The Beckley Police Department is rolling out a new set of bike patrols in an effort to keep improving relations between the department and the community.
If you pay attention to the Uptown Beckley area, you just might see one of the officers cruising around and mingling with the public.
“It’s easy for a person to not have personal contact when you’re in a car,” Chief Lonnie Christian said. “It’s almost a barrier. When guys are on bikes, the bike becomes a talking point.”
It had been about 15 years since the BPD had bike patrols, Christian said. It just seemed like people didn’t see the benefits that the patrols bring, he added.
“The bike is very accessible, in more ways than one,” Christian said. “They can go down alleyways and on the Rails to Trails to interact with cyclists and walkers that frequent the area.

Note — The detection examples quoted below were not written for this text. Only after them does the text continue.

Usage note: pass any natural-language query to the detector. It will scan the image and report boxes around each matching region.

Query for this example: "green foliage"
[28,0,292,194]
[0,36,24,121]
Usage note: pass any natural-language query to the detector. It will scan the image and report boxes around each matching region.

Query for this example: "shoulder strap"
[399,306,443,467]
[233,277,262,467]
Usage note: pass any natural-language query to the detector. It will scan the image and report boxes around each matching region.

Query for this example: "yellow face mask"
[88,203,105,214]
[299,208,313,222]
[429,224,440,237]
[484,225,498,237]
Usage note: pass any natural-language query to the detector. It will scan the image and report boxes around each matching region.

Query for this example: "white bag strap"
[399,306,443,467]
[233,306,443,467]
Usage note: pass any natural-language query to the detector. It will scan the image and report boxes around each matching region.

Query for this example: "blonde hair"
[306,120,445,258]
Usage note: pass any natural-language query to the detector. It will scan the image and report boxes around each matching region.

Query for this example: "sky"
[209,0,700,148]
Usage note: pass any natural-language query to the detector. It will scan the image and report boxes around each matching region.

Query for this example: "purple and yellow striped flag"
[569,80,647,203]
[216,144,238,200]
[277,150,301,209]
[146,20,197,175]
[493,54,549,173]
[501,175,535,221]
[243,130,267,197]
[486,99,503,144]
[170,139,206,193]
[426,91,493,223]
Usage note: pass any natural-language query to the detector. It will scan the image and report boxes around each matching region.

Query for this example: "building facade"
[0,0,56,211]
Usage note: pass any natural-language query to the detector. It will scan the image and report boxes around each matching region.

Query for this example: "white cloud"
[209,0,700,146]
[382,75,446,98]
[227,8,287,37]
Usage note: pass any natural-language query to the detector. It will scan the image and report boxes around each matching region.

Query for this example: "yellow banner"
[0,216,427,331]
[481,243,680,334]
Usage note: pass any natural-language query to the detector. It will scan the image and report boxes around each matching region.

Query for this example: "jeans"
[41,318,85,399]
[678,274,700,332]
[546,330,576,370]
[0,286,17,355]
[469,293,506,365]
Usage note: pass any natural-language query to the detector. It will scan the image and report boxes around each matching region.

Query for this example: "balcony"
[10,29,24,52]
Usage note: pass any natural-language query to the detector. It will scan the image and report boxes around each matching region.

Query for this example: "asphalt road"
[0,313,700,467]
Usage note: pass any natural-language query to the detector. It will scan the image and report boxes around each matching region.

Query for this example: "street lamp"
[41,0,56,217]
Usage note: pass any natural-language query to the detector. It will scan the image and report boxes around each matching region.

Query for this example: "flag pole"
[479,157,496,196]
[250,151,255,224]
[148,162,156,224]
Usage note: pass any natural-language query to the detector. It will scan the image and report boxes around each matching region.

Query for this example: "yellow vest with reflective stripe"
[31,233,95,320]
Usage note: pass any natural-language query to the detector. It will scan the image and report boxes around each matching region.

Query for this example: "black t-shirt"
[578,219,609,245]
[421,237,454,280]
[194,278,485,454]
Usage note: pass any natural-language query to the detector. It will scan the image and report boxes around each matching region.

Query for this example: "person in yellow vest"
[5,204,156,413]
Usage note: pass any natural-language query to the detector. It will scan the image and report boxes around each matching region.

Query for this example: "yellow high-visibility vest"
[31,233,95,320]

The addition of bike patrols is another mark of the department trying to be more proactive instead of reactive with the community, Christian said.
“You see people that you wouldn’t normally see,” he said. “You also approach people that you might have never talked to in the car. It’s about changing perspective. That’s where the bikes come in.
“It’s so easy to get focused on the next 911 call that you lose sight of the public around you. We’re trying to break the guys out of that tunnel vision.”
One of the officers who is on the bike patrol says he’s really enjoying the chance to be a part of the new patrols.
“The exercise is great,” Officer J.S. Stewart said. “People seem much more receptive to the bikes and bike uniforms than the regular uniform. People will talk to you for a half-hour now. The difference is amazing.”
“Just in the last couple of weeks, people come right up to you and talk about the bike or just ask how you’re doing and things like that,” Officer Jamie Blume added. “People have been really receptive to us. They don’t feel like they’re bothering the police anymore by talking to us.”
The bike patrols have their own set of unique challenges, but they’re more beneficial than bad, Blume said.
“You may not have access to the tools of a cruiser, but you have your radio,” he said. “Of course, if we arrest anyone, we’re not going to throw them on the back of the bike.
“Everything we could need is on our belt, though. Your response time is increased, but your mobility is increased too. It balances out.”
Blume said he hopes that people will get to know the officers on the bike and continue to talk to them, whether they’re in their cruiser or out on foot.
“It’s the same person driving the car that is driving that bike,” Blume said. “We just wish that the public would know that we’re always approachable and willing to talk and help.”